A Topic Modeling-Guided Framework for Aspect-Oriented Sentiment Analysis on Social Media

Social media platforms have incorporated more than half of the world's population, making it one of the most data-rich domains recently. The sentiments expressed by social media users hold great significance for various reasons, such as the identification of public opinion on a product or towards a governmental policy, to name a few. There are different domains where companies use social media sentiments to gather feedback from customers to provide them with better products and services. Only a few attempts have been reported on aspect-based sentiment analysis literature on sentiment analysis and opinion mining. This chapter proposes a framework for aspect-based sentiment analysis for social media using a topic modeling-powered approach. The experiments conducted on real-world datasets show that the proposed framework outperforms some existing works on aspect-oriented sentiment analysis.
Sentiment analysis techniques are now being used in business and social domains to identify and understand human behaviour. The need to identify the sentiments from social media platforms such as social networks and discussion forums is also increasing. Sentiment analysis attempts to identify the opinion or view over a topic or event using natural language processing. These opinions are subjective expressions of people and are not facts. Text sentiment analysis has recently focussed on the vast amount of unstructured social media data available through online platforms. The application areas of sentiment analysis include product reviews, political opinions, law-making, and psychology (Alessia et al., 2015). For instance, product review data is now available on almost all e-commerce sites and enables a better user experience for customers by providing feedback on the available products. Companies' continuous opinion tracking on products can help them get real-time feedback on their market performance. This feedback can thus help companies plan their product and brand improvements. Sentiment analysis can help companies access actionable facts and figures, essential for improving their online image. Organizations in the e-commerce space compete to offer better customer experiences as there is an enormous growth in the online purchase of products. These sites provide innovative solutions like product recommendations and a comparison of products.

The data mined from social media platforms such as Twitter can provide valuable insights into global events like the Covid-19 pandemic (Boon-Itt & Skunkan, 2020). Moreover, these platforms enable feedback regarding the user experience and opinions. Product level feedback may not provide accurate opinions on individual product features due to the diverse nature of the review. Aspect level sentiment analysis can be used in this scenario and focuses on analyzing the sentiments at individual aspect levels (Pontiki et al., 2016). Twitter data can be used to track healthcare-related issues such as the spread of diseases and the general public's awareness regarding health advisories. Topic Modeling and sentiment analysis of tweets can be used to identify common discussion themes related to the pandemic. There can be various classification levels such as word, sentence, document, or aspect. Specific terms and phrases can be considered polarity keywords to identify the sentiment they convey. Data-driven methods can be used to find the keywords, finding the relationship between words and reviews. Sentiment analysis on social media like Twitter is usually done to understand the polarity of the users' various topics. For example, analysis of a current trending topic such as a newly released movie or album can be helpful to understand the overall sentiment towards it (Yue et al., 2019).

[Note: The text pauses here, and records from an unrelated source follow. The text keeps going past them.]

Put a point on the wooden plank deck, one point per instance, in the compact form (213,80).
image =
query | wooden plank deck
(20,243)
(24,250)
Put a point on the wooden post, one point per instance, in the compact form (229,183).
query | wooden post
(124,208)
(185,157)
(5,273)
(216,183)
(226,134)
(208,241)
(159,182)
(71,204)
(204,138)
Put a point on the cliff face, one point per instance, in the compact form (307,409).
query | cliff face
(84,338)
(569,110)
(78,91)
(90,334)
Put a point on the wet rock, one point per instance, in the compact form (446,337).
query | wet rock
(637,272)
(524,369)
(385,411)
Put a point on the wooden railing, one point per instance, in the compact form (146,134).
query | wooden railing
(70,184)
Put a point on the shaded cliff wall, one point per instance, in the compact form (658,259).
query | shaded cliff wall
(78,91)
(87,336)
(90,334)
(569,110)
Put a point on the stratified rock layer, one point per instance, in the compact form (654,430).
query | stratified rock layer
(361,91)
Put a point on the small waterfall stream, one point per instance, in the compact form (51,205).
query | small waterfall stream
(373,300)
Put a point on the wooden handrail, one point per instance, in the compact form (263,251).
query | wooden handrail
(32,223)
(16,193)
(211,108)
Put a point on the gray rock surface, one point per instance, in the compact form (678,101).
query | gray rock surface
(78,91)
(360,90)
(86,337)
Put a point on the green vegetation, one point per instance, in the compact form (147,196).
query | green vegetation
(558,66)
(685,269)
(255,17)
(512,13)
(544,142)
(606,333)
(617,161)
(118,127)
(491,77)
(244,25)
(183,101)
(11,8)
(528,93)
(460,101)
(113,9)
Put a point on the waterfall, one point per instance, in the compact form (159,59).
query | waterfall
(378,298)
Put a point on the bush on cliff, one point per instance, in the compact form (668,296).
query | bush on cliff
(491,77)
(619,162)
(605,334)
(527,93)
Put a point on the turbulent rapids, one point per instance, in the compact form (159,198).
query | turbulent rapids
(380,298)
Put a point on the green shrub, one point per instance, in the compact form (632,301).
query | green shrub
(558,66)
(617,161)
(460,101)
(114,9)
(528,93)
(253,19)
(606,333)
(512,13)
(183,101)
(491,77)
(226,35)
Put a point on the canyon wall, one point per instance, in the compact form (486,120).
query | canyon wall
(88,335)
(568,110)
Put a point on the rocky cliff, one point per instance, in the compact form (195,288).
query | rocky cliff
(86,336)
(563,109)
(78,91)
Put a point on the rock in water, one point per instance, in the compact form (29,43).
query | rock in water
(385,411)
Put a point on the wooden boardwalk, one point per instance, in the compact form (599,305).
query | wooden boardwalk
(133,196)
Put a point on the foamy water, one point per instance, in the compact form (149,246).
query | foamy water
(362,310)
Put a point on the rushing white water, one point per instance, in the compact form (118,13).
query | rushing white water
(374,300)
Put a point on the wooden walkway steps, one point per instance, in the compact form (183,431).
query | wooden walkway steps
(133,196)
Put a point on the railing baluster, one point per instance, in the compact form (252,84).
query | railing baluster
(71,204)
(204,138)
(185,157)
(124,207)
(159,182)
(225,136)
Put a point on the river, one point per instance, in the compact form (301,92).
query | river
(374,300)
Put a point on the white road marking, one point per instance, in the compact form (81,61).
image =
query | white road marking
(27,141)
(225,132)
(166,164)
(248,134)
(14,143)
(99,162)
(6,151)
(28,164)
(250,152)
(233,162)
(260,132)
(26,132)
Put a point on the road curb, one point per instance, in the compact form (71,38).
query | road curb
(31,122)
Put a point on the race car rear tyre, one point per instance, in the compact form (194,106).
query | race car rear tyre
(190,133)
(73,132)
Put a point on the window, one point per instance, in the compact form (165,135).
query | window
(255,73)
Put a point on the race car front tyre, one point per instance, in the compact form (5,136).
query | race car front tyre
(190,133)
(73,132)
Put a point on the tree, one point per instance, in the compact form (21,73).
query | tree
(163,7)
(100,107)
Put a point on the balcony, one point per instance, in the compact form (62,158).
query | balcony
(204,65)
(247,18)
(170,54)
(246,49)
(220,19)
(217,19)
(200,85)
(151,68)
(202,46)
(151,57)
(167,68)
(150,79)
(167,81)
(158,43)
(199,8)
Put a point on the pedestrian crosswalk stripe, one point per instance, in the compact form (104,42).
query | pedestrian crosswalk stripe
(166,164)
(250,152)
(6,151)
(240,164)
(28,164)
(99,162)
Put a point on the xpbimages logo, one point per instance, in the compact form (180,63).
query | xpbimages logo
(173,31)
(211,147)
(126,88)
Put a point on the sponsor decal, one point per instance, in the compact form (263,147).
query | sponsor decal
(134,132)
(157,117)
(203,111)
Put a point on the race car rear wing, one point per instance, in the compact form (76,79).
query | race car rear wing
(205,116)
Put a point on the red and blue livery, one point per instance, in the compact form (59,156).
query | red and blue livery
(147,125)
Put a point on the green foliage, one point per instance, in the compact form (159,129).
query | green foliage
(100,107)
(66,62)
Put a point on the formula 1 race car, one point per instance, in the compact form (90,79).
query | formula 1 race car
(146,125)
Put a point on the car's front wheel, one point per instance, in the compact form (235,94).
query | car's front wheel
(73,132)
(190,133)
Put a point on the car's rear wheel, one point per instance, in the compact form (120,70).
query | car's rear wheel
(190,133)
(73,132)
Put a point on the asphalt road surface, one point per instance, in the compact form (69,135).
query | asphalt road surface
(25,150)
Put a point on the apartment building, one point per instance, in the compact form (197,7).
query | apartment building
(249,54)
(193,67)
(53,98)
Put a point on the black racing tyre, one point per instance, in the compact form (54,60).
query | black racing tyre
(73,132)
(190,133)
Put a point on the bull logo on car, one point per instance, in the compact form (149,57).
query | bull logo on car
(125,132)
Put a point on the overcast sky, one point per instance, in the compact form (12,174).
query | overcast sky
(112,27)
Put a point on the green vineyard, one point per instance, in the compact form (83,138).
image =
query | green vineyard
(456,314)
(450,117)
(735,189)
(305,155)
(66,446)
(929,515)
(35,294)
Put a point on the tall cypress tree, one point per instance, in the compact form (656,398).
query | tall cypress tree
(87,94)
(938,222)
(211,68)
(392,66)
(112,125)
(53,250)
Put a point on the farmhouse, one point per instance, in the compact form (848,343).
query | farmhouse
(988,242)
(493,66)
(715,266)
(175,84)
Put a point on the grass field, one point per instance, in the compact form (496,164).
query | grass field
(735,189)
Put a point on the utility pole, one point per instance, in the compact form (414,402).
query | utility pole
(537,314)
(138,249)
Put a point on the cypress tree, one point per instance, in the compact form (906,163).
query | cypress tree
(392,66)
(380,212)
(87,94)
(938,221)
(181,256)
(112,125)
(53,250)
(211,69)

Similarly, the sentiment or opinion about a product or company can be mined from Twitter data. Some previous works have attempted to perform sentiment analysis on tweets obtained by refining Twitter API queries. A tweet dataset is created by filtering out tweets containing particular hashtags or user profiles in such works (Agarwal et al., 2011). The challenge with raw tweets is that the data must be pre-processed before inputting to a sentiment analysis module. The raw tweets are character-limited by Twitter to 280 characters as of 2021 and usually contain emojis and URLs which need to be removed. A difficult task is identifying the semantics and extracting opinions from such short texts. Ambiguity is another issue while dealing with short tweets and affects the performance of the sentiment analysis model (Saif et al., 2012). Few tweet datasets are publicly available, and they were annotated by crowdsourcing. Contributors were given the raw tweets and then made to classify tweets as positive, negative, or neutral. Such sentiment-labelled tweet datasets can be used for supervised models.